E assim, ao ingressar no “Colégio Na. Sa. das Dores”, aprovada no primeiro concurso que prestara, deixava a escola de D. Noêmia, mas ela estaria, para sempre, incorporada à minha vida. Tornamo-nos grandes amigas.
Nunca deixei de procura-la, e a visitava sempre que podia. Em nossas conversas, eu lhe perguntava como conseguira tanto conhecimento, se ela não era professora diplomada, e ela me dizia que fora aluna das irmãs Carmen e Célia Sauerbron Silva, filhas da professora de piano, D. Emília Sauerbron Silva e do primeiro maestro da Banda Campesina Friburguense, Presciliano Silva.
D. Noêmia residiu com seus pais e suas irmãs Ofélia e Mercedes, na sua infância e parte da juventude, na Rua Visconde do Bom Retiro, nº 1 ( hoje, a loja “Leader – Magazine”, Rua Moisés Amélio) depois, na Rua Duque de Caxias e, por fim, na atual AV. Galdino do Valle. A sua irmã Ofélia faleceu, precocemente, e a outra, a Mercedes casou-se, indo morar, em Niterói.
As sementes do saber, lançadas por D. Noêmia, caíram em bons terrenos, germinaram, cresceram e deram bons frutos, lembrando a Parábola do Semeador pois , ao longo da vida estudantil, foram cercados do carinho, de outros mestres, cuidadosos hortelões, que se empenharam para que os frutos amadurecessem. Hoje, dão a sua contribuição, em vários setores da vida profissional, como médicos, advogados, professores, bancários, funcionários púbicos, comerciantes, etc.: Dr. Marcelo Gonçalves Pereira, Dr. Waldir Bastos, o saudoso Dr. Jeremias Schaustz e sua irmã, Dr. Eraldo Xavier de Brito, Eunice de Brito Lobo, Dr. Roberto Ismério, os filhos de D. Marcinha Sauerbron Noronha, os filhos do Sr. José Saldanha, as Profas. Ellen Dias Guahy, Yara e Iracema Vassallo, os irmãos Plínio e Roberto Vassallo, os irmãos Jardel e Romeu Palma, as saudosas Alideia Ismério, Teresinha Oliva, Ilza Gonçalves Pereira, a professora de piano Ida Myrian Bachini, Neyson e Herbert Lisboa, os irmãos Nuno, Antônio Carlos e Deolinda Barbosa, Roberto Magalhães, Maria Inês Jacob Santos Macário, as filhas do Sr. Deomário Thurler Costa, Elizabeth Nobre, Gelsa Teixeira, etc.
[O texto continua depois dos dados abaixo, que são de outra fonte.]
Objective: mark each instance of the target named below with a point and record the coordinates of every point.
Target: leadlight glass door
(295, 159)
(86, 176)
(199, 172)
D. Noêmia Carvalho Pires Moraes passou à eternidade, no dia 2 de abril de 1989, aos 85 anos incompletos, passando a fazer parte da galeria das mestras que se tornaram imortais, pela maneira peculiar de transmitir os seus ensinamentos, como: Helena Coutinho, Lourdes Rangel Ventura, as irmãs Justina e Jandira Lima, Alzira e Hermínia Moura, Irene e Ítala Massa, Cely Ennes e outras.
Não poderia deixar de citar Conceição Abicalil e Maria da Penha Monteiro, do Amparo, que sendo professoras públicas possuíam aquele “que” de professora particular.
D. Noêmia, ao falecer, deixou o viúvo Heitor Pires Moraes, o “Cigano”, e os sobrinhos Ofélia e Ítalo Carvalho Simões.
Por toda a sua trajetória, posso afirmar que D. Noêmia foi uma grande mestra, U’A MESTRA COMO POUCAS.
Obs. Infelizmente não possuo foto da querida professora.